アーセン・ヴェンゲル「ゲイムをよりスペクタキュラーにしたい」

FIFAのYouTubeチャンネル「FIFA TV」2021年3月にアップされた、Living Football | FIFA Football Magazine Show | Episode 4より。拙訳にて失礼。

フットボールをもっと楽しいものにするために

(アーセン、過去を振り返る前に未来について語りましょう。わたしたちのゲイムの最も美しい部分である「ゴール」がもっと増えるかもしれないのですから……)

ヴェンゲル:ゴールが増えること。それはつまりわれわれが、ゲイム(試合)をもっと派手に、もっと速く、もっと観ていて楽しいものになるようにしたいということ。そして選手も同様。

わたしの周囲には、このゲイムをより魅力的にできるか考えているひとたちがいる。(フットボールは)いま世界でもっとも人気のあるスポートだが、そこにはトリックがあるとも思っていて、進化を拒んだり、立ち止まっているだけでは悪くなってしまうかもしれないのだ。

(具体的には? 新しいアイディアをお持ちですよね?……)

わたしには新しいアイディアもあるし、たくさんのアイディアズもある。もちろん、それらを実験するためには精査されねばならず、そこから結論を得ていく。

そのうちのひとつは、オフサイドルールを少しばかり変えるために、オフサイドルールを使うこと。

オフサイドルールの変更

(あなたはIFABの年次MTGでそのアイディアを開陳しましたが、もともとそのアイディアはどこから来たのでしょう?……)

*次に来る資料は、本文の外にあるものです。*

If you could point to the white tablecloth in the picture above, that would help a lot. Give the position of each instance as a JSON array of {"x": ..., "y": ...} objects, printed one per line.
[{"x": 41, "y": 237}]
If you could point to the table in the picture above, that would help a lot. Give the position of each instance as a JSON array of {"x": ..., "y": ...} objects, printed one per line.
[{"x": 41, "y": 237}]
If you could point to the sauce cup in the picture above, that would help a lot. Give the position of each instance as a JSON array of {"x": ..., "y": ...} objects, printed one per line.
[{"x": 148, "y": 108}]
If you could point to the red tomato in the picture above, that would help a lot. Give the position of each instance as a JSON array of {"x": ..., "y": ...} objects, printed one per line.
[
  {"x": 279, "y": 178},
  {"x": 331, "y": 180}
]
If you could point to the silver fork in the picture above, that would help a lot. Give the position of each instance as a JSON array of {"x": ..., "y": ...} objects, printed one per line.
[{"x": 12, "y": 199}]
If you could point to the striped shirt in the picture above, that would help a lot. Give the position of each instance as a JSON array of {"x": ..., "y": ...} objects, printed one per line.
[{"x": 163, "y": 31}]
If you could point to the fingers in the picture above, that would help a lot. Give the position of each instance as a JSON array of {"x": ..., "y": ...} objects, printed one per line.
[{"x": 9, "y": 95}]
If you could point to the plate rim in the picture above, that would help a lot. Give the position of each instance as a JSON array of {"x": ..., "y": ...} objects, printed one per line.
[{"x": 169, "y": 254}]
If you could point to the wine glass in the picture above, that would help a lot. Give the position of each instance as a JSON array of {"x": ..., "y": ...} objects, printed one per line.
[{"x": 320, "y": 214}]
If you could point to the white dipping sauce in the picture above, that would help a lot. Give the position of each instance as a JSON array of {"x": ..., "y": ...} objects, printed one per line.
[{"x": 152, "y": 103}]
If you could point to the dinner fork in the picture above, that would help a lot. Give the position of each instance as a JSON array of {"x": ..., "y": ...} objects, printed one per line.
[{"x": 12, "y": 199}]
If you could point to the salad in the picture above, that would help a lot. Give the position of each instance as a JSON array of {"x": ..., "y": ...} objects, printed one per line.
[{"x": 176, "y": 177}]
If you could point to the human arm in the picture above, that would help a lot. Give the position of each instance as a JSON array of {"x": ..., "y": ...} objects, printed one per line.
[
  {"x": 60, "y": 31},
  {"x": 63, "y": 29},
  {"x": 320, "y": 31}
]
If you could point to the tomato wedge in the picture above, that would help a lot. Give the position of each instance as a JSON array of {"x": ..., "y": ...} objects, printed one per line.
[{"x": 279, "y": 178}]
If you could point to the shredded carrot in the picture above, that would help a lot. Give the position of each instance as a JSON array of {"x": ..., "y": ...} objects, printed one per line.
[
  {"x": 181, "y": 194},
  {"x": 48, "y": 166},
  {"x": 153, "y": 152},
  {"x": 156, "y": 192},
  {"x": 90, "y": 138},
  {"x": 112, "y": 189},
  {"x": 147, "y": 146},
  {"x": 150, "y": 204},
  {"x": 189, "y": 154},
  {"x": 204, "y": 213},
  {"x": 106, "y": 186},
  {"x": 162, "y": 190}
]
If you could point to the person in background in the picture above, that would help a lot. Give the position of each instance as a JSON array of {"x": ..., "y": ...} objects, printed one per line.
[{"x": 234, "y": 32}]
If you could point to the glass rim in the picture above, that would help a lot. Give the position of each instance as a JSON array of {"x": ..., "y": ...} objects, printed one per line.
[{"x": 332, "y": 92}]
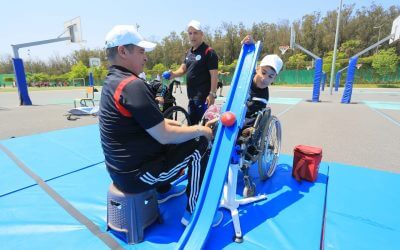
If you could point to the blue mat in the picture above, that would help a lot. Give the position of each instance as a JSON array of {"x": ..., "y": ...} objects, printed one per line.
[
  {"x": 276, "y": 223},
  {"x": 52, "y": 154},
  {"x": 31, "y": 219},
  {"x": 362, "y": 210},
  {"x": 12, "y": 178}
]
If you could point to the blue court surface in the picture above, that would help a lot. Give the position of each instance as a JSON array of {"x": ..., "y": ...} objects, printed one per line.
[{"x": 346, "y": 208}]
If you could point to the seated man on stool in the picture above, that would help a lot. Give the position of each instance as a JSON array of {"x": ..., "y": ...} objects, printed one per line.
[{"x": 142, "y": 149}]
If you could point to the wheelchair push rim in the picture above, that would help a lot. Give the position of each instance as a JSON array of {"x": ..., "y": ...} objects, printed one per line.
[
  {"x": 271, "y": 147},
  {"x": 179, "y": 114}
]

基本はVARの利用が開始されたことだね。なぜならオフサイドのルールは、不確定な場合に使われるものであり、レフェリーはストライカーに対して大目に見たり(benefit of a doubt)していた。そしてVARでは、そういったことがなくなってしまった。

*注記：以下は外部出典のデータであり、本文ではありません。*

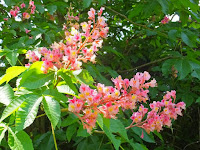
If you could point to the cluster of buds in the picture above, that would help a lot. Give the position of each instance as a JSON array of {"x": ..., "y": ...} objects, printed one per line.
[
  {"x": 165, "y": 20},
  {"x": 25, "y": 15},
  {"x": 161, "y": 113},
  {"x": 126, "y": 94},
  {"x": 80, "y": 44},
  {"x": 107, "y": 100}
]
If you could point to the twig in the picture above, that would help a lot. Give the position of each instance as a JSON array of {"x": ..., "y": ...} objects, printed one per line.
[
  {"x": 40, "y": 115},
  {"x": 54, "y": 137},
  {"x": 137, "y": 24},
  {"x": 190, "y": 144},
  {"x": 147, "y": 64}
]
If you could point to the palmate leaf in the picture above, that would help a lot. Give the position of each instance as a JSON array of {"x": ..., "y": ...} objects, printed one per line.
[
  {"x": 34, "y": 77},
  {"x": 52, "y": 109},
  {"x": 3, "y": 129},
  {"x": 7, "y": 94},
  {"x": 11, "y": 73},
  {"x": 19, "y": 140},
  {"x": 27, "y": 112},
  {"x": 15, "y": 105}
]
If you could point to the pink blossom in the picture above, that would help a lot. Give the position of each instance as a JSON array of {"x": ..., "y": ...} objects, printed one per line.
[
  {"x": 165, "y": 20},
  {"x": 22, "y": 5},
  {"x": 91, "y": 14},
  {"x": 27, "y": 31}
]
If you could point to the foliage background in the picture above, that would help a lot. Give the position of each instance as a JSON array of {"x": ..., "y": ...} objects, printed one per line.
[{"x": 137, "y": 42}]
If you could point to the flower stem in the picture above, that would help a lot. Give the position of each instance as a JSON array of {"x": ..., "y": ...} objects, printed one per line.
[{"x": 54, "y": 137}]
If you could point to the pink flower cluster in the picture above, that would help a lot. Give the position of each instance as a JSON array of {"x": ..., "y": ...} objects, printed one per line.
[
  {"x": 165, "y": 20},
  {"x": 15, "y": 11},
  {"x": 107, "y": 100},
  {"x": 160, "y": 115},
  {"x": 126, "y": 94},
  {"x": 80, "y": 45}
]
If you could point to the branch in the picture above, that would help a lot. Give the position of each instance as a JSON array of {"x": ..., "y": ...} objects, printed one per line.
[
  {"x": 147, "y": 64},
  {"x": 137, "y": 24}
]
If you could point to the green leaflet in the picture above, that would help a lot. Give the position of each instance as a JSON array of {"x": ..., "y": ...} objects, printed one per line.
[
  {"x": 52, "y": 109},
  {"x": 7, "y": 94},
  {"x": 68, "y": 81},
  {"x": 11, "y": 73},
  {"x": 106, "y": 128},
  {"x": 19, "y": 140},
  {"x": 27, "y": 112},
  {"x": 15, "y": 105}
]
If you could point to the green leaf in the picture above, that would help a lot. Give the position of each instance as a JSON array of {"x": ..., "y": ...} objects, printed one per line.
[
  {"x": 51, "y": 9},
  {"x": 82, "y": 132},
  {"x": 27, "y": 112},
  {"x": 12, "y": 57},
  {"x": 65, "y": 89},
  {"x": 19, "y": 140},
  {"x": 68, "y": 81},
  {"x": 196, "y": 73},
  {"x": 164, "y": 4},
  {"x": 40, "y": 8},
  {"x": 86, "y": 3},
  {"x": 138, "y": 146},
  {"x": 15, "y": 105},
  {"x": 188, "y": 39},
  {"x": 84, "y": 76},
  {"x": 7, "y": 94},
  {"x": 106, "y": 128},
  {"x": 3, "y": 130},
  {"x": 117, "y": 126},
  {"x": 172, "y": 34},
  {"x": 52, "y": 109},
  {"x": 34, "y": 77},
  {"x": 167, "y": 66},
  {"x": 70, "y": 132},
  {"x": 183, "y": 67},
  {"x": 101, "y": 2},
  {"x": 11, "y": 73}
]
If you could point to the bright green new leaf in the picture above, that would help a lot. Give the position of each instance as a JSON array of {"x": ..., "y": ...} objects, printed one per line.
[
  {"x": 3, "y": 130},
  {"x": 19, "y": 140},
  {"x": 15, "y": 105},
  {"x": 27, "y": 112},
  {"x": 188, "y": 39},
  {"x": 167, "y": 66},
  {"x": 11, "y": 73},
  {"x": 82, "y": 132},
  {"x": 117, "y": 126},
  {"x": 7, "y": 94},
  {"x": 52, "y": 109}
]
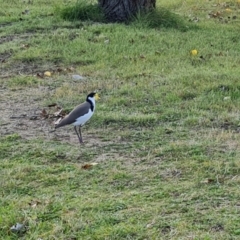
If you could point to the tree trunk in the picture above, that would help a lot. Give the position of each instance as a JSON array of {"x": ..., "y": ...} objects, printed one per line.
[{"x": 123, "y": 10}]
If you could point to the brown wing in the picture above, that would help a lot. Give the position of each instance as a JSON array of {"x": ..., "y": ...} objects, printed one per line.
[{"x": 78, "y": 111}]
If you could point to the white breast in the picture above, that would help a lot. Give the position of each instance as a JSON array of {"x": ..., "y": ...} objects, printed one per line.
[{"x": 83, "y": 119}]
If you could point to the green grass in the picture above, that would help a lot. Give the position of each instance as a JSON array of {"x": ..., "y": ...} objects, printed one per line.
[{"x": 165, "y": 133}]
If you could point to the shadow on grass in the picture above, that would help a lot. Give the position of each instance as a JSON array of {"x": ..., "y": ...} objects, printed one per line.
[{"x": 158, "y": 18}]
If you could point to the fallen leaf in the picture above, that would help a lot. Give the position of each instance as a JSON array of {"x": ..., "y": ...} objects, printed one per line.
[
  {"x": 47, "y": 74},
  {"x": 52, "y": 105},
  {"x": 77, "y": 77},
  {"x": 208, "y": 180},
  {"x": 44, "y": 113},
  {"x": 88, "y": 165},
  {"x": 18, "y": 227},
  {"x": 34, "y": 203},
  {"x": 58, "y": 121},
  {"x": 194, "y": 52},
  {"x": 58, "y": 113},
  {"x": 40, "y": 75}
]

なぜならVARはその正確性から、つねにストライカーには少しだけ不利になる。なぜならゴールの前にはほんのちょっとだけ前に出たりするから。いまやVARのおかげでそれが許されることもなくなった。悪いね、キミの身体のほんの一部分が前に出ていた、だからゴールは許可できないよと。

これはちょっとしたアンチ・エモウショナルだ。それによってわれわれもたくさんのフラストレイティングな状況を観てきた。

(これまでオフサイドルールの変更はかなり珍しいことでしたので、FIFAプレジデントのGianni InfantinoがIFAB会議のあとのプレス会見で、それについて語ったことを聞いてみましょう……)

インファンティーノ:われわれは、変更の可能性があるオフサイド法についてテストをするつもりだ。オフサイド法の変更は、実際IFABの135年の歴史のなかで2度だけ行われたことがある。

最初は1866年から。3人の選手が後ろにいなければならなかった。そして1925年にはふたりに変更され、つぎの1990年にはアタッカーはディフェンダーのラインの内側にいなければならなくなった。

IFABとしてのわれわれの目的は、IFABの仲間たちとも話していることだが、それはつねにフットボールをより魅力的にできるかどうか観ていくこと。もちろんその本性は失わずにだ。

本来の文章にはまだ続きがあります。